Jira - First Work Order - Project Management
In the second week, my boss gave me my first work order, using the Jira platform. It was my first time understanding what a work order really is. After my boss introduced me to the different types of work orders and I understood the Jira platform, I was actually very excited because the task management software I had used before only had a hierarchical relationship with folders. It was difficult to depict scenarios like “Task A blocked by Task B.” Jira provided a more flexible way of managing tasks, and it also allowed custom workflows. On the day my boss finished explaining, I tried to list the tasks for my personal projects using Jira. The result was that I realized I had never had a clear direction before. I was always working a bit on one feature, a bit on another feature, then realizing that some features were too complex to implement, and giving up. Jira gave me a feeling of “order,” picking up the scattered tasks, organizing them, and laying them out in front of me.
PD19 - Interview Assignment - Informational Interview for Service Engineer
For the PD19 course, I had to do an informational interview, so I interviewed my coop mentor. Here are the questions I asked and his answers, which I found quite beneficial.
- What keeps you stay in Blackberry?
The people I work with and probably just some pride in being here. I am comfortable where I am, and money is not a big driver in my life, and I still continue to learn new things.
- Why did you switch from the NOC to HELM?
I did a development opportunity with the HELM team while I was in the NOC, and a few months later Anna offered me a job with HELM, moving off shift work and joining a team that wanted me was a big deal.
- What is the most challenging problem you have resolved with your work?
The most challenging problem is always the one I don’t think I have the skills to do. I was assigned to help move our Intersect SV in April 2020 (right after we moved to work from home), and I thought it was going to be an impossible task because I did not have any Python coding skills going in. I was still able to complete it on time, and it felt really good.

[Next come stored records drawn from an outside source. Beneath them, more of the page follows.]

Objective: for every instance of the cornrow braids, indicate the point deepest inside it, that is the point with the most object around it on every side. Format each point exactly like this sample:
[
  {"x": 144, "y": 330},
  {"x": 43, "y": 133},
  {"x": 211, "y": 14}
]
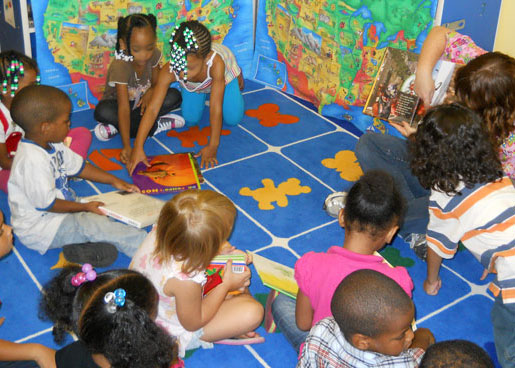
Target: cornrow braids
[
  {"x": 188, "y": 37},
  {"x": 127, "y": 24},
  {"x": 12, "y": 69}
]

- What are the key characteristics and skills (both technical and non-technical) one should have to be in this field?
Humility. I’ve found that in my experiences with other people in the field that if you think you know it all, you don’t, and you’re going to rub people the wrong way. You might always need to work with someone in the future, so it’s never good to treat someone poorly. Be humble with what you know and be able to back up what you do know. For technical skills, it’s hard to pinpoint what is “important” because it changes. Someone may say something is the most important code to know, then 10 years later, people have stopped using it. I think it’s more important to have the ability to take what you know about one technical skill and transfer whatever percentage you can to the new thing you are working on.
- What do you think is the most boring part of this job?

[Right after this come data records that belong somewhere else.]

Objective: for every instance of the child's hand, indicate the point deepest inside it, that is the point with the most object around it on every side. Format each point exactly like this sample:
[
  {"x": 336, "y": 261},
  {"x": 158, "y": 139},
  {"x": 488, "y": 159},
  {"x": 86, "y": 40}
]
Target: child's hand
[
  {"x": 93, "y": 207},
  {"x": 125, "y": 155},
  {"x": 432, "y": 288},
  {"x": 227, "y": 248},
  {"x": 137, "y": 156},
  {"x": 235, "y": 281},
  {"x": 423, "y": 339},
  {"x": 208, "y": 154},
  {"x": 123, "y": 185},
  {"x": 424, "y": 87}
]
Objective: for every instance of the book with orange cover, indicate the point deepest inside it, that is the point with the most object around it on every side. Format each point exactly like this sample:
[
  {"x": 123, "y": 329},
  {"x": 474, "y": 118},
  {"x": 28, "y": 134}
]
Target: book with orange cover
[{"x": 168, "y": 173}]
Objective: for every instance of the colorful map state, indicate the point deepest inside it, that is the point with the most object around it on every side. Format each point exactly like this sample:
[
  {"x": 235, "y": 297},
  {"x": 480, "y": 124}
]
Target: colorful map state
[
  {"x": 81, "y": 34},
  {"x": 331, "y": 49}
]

Meetings and paperwork. They are both important and can provide value (going back to remember what you did or writing down what you did to support your teammates), but sometimes they are very boring. Also, being in enterprise makes it possible for certain “smart” people to be toxic because we can’t afford to lose them. (This was something he told me privately later, as it wasn’t very convenient to type it out.)
- What do you get from this job? What do you find the most rewarding?
I get to help support some great security products while working with great people. The most rewarding thing is finishing work that I get assigned that I initially thought I couldn’t do.
- What would you say to your younger self? (What would you have done differently)
There are lots of lessons you’ll learn, but learn from them, or you’ll repeat them. Don’t try to compare your skills to your co-workers because they might be more skilled than you. If you think you are stupid because your co-worker is more skilled, that’s probably not true. This is something that even current-day Ian has a problem with.